When asked about the provenance of his Harvard jacket, Shakeil Brown, a St. Anthony High School student in Jersey City, responded: “I don’t know,” He helpfully pointed to the back: “It says ‘Crimson.’”

And since I can't pass on an opportunity to promote my alma mater, I will note the number 1 selling institution:

In fact, Harvard, Yale and Princeton are not the top sellers, Mr. Cuff said. While buyers in suburban markets like those clothes more, the urban market’s most popular school is, surprisingly, the one in New Hampshire.

“The No. 1 seller of 2006 would have been Dartmouth,” he said. “And Cornell was very, very popular.” In the 2007 video for rapper Mims’ recent song “This Is Why I’m Hot,” a young man is completely accessorized in Cornell University gear.

Although we can't boast too much, as we can't claim too much credit for being the colors of choice: "Harold Soto, 18, who works the register there and owns a Dartmouth track jacket and matching hat, said that the combo nicely matches his green-and-white Air Jordan shoes. When asked about the school name, he said, “It’s like a university, right?" [TZ notes: No, its a COLLEGE!]

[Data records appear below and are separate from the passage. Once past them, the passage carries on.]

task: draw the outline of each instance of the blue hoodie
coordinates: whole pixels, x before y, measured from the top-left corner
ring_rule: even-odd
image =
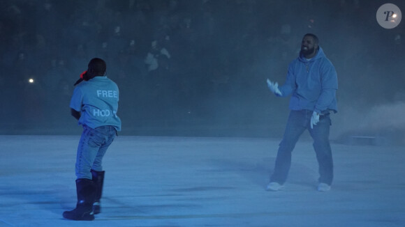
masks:
[[[93,129],[111,125],[121,131],[121,120],[117,116],[119,100],[117,84],[107,77],[95,77],[78,84],[70,107],[81,112],[79,125]]]
[[[279,89],[282,97],[292,93],[291,110],[337,112],[337,75],[321,47],[310,60],[301,54],[290,63],[286,83]]]

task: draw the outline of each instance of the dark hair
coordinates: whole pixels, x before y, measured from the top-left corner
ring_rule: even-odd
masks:
[[[89,70],[92,70],[96,75],[103,75],[107,70],[107,65],[104,60],[94,58],[89,63]]]
[[[313,33],[307,33],[305,36],[304,36],[304,37],[305,36],[312,37],[312,38],[314,38],[314,44],[319,45],[319,39],[318,38],[318,36],[314,35]]]

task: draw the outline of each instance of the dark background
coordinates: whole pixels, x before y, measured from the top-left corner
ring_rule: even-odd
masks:
[[[385,3],[0,1],[0,133],[78,134],[73,84],[100,57],[120,88],[120,134],[279,137],[289,100],[265,80],[284,83],[314,33],[338,73],[332,137],[405,141],[405,21],[381,27]]]

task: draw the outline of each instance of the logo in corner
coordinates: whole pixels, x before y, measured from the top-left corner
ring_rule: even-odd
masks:
[[[385,3],[378,8],[376,17],[383,28],[390,29],[399,24],[402,15],[398,6],[392,3]]]

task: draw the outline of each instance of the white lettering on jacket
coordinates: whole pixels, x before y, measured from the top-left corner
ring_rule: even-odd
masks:
[[[97,97],[118,97],[118,93],[117,91],[97,90]]]
[[[98,117],[109,117],[112,113],[112,116],[117,117],[117,111],[110,109],[94,109],[93,116]]]

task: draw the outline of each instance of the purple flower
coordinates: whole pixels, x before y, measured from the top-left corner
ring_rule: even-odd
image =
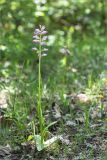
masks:
[[[34,39],[33,42],[34,43],[40,43],[40,40]]]
[[[45,36],[48,32],[45,30],[45,26],[39,26],[39,29],[35,29],[34,35],[33,35],[33,42],[38,45],[37,48],[32,48],[33,51],[37,51],[37,54],[39,57],[46,56],[46,52],[48,51],[47,48],[44,48],[46,46],[46,40],[48,39],[47,36]],[[45,53],[44,53],[45,52]]]
[[[32,51],[37,51],[37,48],[32,48]]]

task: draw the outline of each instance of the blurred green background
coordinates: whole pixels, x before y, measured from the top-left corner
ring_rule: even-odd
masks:
[[[99,76],[107,68],[106,0],[0,0],[0,76],[35,79],[37,56],[32,53],[35,28],[48,30],[48,56],[42,74],[56,84],[86,82],[88,75]],[[67,47],[67,69],[60,50]],[[62,76],[61,76],[62,75]],[[47,78],[46,78],[47,80]],[[77,82],[78,81],[78,82]],[[87,82],[86,82],[87,83]]]

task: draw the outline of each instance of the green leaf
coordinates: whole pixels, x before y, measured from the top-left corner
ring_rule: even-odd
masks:
[[[40,135],[35,135],[34,139],[36,141],[36,147],[38,151],[41,151],[44,149],[44,142],[41,143],[41,136]]]
[[[33,139],[33,135],[29,135],[27,140],[30,141],[32,139]]]
[[[47,127],[45,127],[44,130],[43,130],[43,136],[45,135],[46,131],[48,131],[48,128],[51,127],[51,126],[53,126],[53,125],[56,124],[56,123],[57,123],[57,121],[52,122],[52,123],[50,123]]]

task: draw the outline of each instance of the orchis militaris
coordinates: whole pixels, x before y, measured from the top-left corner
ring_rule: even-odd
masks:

As for the rapidly-gaining Cornell:

A worker at a hip-hop clothing store named Morlee’s in Jersey City showed me a fitted Cornell hat ($25, plus tax) and chuckled that the kids thought it was for the Cincinnati Reds (which it does resemble). I asked him what the hat did represent. “Some college team,” he said. “Clemson, I think.”

Harvard's sales suffer, it seems, because the Bloods have adopted Harvard's garb because of the colors (there's a phrase I never thought I'd be writing).

But don't go looking for this stuff in your local bookstore--“We don’t sell our product to the bookstores,” Mr. Cuff said. “Our price points are much higher than what you’d find at bookstores.”